Data Fidelity Guardrails¶

Ensure agents faithfully relay data from APIs, MCP servers, and databases rather than silently summarizing, altering, or fabricating values.

The Data Relay Problem¶

Agents sit between users and live data sources -- APIs, MCP servers, and databases. The failure mode is not hallucination from nothing -- it is mutation of real data. The model receives correct data from a tool and presents an altered version: financial figures get rounded, query results get summarized, status fields get paraphrased. The user cannot distinguish faithful relay from subtle fabrication.

CyberArk's ATPA research demonstrates that malicious tool outputs can instruct the model to alter data deliberately -- tool poisoning extends beyond descriptions into return values.

Architecture Patterns¶

Passthrough Architecture¶

Route raw tool responses to the UI alongside the model's summary:

graph LR
    A[Tool / API] -->|raw response| B[Application Layer]
    B -->|raw data| C[UI: Data Panel]
    B -->|raw data| D[LLM]
    D -->|summary| E[UI: Agent Commentary]

The user sees both the raw data and the agent's interpretation; discrepancies are immediately visible. The raw panel is populated by deterministic code, never by the LLM. The trade-off is UI complexity -- not every interface can display raw data alongside commentary.

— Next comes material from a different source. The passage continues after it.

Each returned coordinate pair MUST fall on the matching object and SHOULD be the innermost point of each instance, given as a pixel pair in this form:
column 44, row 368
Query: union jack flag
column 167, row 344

Structural Separation of Data and Commentary¶

Separate factual fields (populated by deterministic code) from the LLM's generated commentary:

{
  "data": {
    "account_balance": 14523.87,
    "last_transaction": "2025-03-12T09:41:00Z",
    "status": "active"
  },
  "commentary": "Account is active with a recent transaction yesterday."
}

The data object is copied directly from the API response by application code; commentary is the only LLM-generated field. Downstream consumers know which fields to trust unconditionally.

Typed Schema Validation¶

Structured outputs enforce schema shape through constrained decoding — see Typed Schemas at Agent Boundaries for the full pattern of applying typed contracts at every agent-to-agent interface. But schema compliance does not equal value accuracy -- a correctly-typed "balance": 14500.00 still differs from the true value of 14523.87.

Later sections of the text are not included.